De leerlijnen zijn te downloaden via https://slo.nl/publish/pages/6124/slo-2018-03-05-leerlijn-

digitale-geletterdheid-po-vo.pdf

2.5 Kennisbasis lerarenopleiders

In 2016 is de Vereniging Lerarenopleiders Nederland (VELON) gestart met het herijken van de kennisbasis en het herzien van de profieldelen voor de lerarenopleiding basisonderwijs. De kennisbasis wordt opgebouwd rond zeven aandachtsgebieden. Opvallend is dat er in de verschillende katernen van de kennisbasis wel aangegeven wordt dat ICT een belangrijk onderwerp is, maar dat digitale geletterdheid niet beschreven wordt. Alleen in het derde katern over inhoud en vakdidactiek wordt bij taalonderwijs aangegeven: "Met de formulering van de 21e-eeuwse vaardigheden worden vaardigheden als kritisch, probleemoplossend en creatief denken belangrijke (taal)competenties, naast het omgaan met een enorme informatiestroom (digitale geletterdheid), communiceren, samenwerken en zelfregulering.
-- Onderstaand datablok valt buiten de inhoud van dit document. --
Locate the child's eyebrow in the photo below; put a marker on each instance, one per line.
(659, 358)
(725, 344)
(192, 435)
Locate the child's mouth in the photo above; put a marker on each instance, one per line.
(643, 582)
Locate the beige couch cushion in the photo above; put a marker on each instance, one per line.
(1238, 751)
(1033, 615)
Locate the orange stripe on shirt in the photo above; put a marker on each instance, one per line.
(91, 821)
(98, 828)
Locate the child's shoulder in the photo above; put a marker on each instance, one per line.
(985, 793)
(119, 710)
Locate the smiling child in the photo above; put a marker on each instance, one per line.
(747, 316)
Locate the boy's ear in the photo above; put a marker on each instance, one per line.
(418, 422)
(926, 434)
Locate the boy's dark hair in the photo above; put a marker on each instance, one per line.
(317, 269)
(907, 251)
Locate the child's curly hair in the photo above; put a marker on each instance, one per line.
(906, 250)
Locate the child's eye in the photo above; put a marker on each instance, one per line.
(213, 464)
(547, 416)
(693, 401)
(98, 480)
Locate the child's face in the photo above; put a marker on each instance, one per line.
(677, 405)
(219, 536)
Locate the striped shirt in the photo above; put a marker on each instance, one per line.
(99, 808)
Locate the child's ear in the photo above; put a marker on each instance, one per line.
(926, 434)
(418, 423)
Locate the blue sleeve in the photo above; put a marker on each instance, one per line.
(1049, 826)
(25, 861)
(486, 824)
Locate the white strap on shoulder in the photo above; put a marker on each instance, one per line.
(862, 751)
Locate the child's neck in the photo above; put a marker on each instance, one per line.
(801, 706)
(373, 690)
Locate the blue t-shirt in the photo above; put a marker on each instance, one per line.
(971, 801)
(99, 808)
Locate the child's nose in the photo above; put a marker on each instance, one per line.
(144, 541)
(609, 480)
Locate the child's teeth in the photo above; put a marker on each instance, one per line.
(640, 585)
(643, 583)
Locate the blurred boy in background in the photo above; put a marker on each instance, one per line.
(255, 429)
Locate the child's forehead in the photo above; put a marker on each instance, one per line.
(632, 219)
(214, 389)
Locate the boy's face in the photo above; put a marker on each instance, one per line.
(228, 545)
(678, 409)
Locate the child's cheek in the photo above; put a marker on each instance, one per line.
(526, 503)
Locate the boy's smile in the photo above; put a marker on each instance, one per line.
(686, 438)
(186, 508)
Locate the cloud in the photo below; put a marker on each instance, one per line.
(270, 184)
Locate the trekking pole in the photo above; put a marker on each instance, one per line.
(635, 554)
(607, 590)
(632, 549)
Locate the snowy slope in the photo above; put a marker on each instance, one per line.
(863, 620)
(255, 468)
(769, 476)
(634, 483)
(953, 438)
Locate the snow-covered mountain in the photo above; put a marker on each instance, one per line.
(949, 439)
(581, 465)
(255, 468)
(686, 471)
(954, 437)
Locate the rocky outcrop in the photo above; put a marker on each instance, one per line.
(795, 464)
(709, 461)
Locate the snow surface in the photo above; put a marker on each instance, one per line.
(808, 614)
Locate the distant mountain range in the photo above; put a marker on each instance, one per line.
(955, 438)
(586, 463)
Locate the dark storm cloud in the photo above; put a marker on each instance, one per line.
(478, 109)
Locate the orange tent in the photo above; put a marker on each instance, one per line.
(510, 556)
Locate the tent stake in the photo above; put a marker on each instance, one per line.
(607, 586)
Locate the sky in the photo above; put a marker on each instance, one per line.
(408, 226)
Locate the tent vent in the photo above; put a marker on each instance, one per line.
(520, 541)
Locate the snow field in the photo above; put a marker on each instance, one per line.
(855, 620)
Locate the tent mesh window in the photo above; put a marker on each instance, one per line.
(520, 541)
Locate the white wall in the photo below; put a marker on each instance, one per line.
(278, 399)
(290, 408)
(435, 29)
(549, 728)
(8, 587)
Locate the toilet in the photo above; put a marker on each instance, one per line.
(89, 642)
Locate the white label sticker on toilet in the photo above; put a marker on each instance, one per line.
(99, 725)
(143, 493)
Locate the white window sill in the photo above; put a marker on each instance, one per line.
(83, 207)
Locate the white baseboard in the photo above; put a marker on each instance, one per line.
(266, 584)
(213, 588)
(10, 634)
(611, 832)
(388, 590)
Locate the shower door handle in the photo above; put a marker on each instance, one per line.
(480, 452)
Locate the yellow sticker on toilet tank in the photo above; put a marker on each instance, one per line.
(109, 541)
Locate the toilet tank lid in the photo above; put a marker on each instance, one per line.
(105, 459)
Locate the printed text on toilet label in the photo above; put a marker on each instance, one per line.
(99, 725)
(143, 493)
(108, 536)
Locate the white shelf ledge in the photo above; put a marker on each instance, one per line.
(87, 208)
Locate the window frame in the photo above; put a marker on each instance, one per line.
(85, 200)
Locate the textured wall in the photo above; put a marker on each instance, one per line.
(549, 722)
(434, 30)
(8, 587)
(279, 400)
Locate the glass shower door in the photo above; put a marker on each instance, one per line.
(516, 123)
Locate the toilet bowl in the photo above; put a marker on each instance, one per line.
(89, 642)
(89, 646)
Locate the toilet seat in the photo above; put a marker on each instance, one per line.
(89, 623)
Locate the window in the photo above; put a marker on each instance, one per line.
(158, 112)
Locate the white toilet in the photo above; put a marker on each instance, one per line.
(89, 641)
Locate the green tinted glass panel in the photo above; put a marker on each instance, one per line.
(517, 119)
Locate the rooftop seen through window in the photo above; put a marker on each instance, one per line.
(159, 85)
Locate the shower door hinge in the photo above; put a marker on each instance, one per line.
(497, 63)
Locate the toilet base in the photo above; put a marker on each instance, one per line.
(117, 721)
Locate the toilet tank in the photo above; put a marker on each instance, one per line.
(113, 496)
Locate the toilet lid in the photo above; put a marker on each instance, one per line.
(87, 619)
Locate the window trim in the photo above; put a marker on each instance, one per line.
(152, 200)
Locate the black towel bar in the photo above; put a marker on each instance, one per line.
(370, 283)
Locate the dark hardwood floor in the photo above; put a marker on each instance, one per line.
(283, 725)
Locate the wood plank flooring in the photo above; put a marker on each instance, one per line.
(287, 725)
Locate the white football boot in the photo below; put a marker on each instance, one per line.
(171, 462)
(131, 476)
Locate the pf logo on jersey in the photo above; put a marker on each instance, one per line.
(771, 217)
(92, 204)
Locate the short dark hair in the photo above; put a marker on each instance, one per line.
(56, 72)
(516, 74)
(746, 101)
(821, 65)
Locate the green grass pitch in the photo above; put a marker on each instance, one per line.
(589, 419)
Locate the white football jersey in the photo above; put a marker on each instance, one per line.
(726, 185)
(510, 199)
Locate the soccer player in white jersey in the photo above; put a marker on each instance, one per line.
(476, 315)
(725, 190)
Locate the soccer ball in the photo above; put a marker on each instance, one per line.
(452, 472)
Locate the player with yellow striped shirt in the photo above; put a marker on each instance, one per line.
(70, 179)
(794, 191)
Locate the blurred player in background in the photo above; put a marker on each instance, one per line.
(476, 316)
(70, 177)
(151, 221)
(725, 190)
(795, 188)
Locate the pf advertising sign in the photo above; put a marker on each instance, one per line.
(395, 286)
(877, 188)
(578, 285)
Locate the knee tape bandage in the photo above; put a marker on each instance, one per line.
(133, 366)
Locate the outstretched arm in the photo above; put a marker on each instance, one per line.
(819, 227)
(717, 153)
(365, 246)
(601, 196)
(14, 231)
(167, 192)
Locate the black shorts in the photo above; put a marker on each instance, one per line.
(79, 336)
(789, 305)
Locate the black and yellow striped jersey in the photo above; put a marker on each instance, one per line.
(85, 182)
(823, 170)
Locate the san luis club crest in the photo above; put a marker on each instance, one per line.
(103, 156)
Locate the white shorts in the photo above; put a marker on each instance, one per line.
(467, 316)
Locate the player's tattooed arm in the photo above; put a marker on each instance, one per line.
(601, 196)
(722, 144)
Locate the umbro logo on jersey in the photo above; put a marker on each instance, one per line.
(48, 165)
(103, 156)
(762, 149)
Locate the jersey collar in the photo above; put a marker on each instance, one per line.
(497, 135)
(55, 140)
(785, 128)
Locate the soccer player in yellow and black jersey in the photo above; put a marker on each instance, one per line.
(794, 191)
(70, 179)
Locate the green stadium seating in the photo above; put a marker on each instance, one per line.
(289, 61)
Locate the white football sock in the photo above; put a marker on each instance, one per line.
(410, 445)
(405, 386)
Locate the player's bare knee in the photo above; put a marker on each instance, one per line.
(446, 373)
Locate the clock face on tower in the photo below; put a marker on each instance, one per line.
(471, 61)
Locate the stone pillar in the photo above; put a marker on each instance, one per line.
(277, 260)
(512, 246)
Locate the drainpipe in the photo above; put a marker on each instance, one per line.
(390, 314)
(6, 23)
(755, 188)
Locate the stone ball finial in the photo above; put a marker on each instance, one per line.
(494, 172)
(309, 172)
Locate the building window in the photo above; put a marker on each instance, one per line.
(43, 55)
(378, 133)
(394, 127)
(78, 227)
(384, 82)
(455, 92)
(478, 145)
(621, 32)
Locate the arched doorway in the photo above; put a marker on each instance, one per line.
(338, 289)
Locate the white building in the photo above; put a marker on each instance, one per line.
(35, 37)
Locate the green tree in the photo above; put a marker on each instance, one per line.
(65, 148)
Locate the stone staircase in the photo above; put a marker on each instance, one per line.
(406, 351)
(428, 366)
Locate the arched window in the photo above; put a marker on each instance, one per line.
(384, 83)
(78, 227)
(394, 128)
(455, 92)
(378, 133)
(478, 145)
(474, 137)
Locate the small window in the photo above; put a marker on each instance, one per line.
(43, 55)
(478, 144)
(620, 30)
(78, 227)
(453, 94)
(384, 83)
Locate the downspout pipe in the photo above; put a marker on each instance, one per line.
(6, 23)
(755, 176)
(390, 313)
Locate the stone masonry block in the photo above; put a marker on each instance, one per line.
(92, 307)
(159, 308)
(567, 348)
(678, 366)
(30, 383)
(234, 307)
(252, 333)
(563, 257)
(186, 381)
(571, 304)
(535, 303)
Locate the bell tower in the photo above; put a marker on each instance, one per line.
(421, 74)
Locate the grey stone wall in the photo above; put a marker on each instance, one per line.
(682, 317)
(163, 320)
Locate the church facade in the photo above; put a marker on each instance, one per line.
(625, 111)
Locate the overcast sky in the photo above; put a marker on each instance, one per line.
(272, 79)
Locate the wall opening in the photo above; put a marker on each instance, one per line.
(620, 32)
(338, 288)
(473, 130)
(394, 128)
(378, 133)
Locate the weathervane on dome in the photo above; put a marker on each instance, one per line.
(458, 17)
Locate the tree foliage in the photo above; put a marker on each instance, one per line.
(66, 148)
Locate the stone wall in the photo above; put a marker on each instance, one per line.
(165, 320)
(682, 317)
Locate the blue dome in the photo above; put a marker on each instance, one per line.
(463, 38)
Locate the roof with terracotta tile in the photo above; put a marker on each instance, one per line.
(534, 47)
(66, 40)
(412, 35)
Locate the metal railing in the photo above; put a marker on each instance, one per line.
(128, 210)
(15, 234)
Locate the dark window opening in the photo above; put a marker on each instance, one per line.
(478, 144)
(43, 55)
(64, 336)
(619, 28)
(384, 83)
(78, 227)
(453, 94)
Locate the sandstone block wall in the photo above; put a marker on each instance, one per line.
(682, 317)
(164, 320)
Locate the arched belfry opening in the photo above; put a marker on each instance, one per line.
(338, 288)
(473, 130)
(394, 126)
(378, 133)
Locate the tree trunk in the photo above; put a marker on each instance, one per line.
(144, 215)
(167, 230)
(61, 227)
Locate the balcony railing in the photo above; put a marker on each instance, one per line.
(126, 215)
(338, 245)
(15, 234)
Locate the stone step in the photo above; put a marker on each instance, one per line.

Taal speelt hierin een cruciale rol." (Geerdink & Pauw, 2017).

Wel wordt in de diverse katernen aangeven dat ICT van belang is. Zo staat bijvoorbeeld in het eerste katern "Een specifiek onderwerp waar lerarenopleiders zich in zouden moeten

professionaliseren, is het toepassen van ICT in hun onderwijs (Uerz & Kral, 2014). Uerz en Kral vragen zich af of lerarenopleiders klaar zijn voor het opleiden van leraren voor de 21e eeuw en of zij in staat zijn om als rolmodel leren en lesgeven met ICT te integreren in hun onderwijs. Zij stellen dat opleiders ICT-geletterdheid moeten ontwikkelen en dat ze moeten beschikken over didactische ICT-vaardigheden en creativiteit in het omgaan met ICT in hun onderwijs."

(Geerdink & Pauw, 2016). En in het tweede katern staat "Door het internet, nieuwe media, games, simulaties en andere educatieve programma’s heeft het onderwijsveld ongekende mogelijkheden om haar primaire processen in te richten. Uit onderzoek blijkt echter dat die in het Nederlandse onderwijs en ook internationaal, nog maar heel beperkt worden ingezet.

Kernvraag daarbij is hoe we het beste gewoontes en routines zodanig kunnen veranderen dat ICT functioneel bijdraagt aan leerprocessen. Voor de lerarenopleiding ligt daar de uitdaging om een antwoord te vinden op de vraag welke vaardigheden leraren nodig hebben om optimaal van die nieuwe mogelijkheden gebruik te kunnen maken." (Dengerink & Snoek, 2016).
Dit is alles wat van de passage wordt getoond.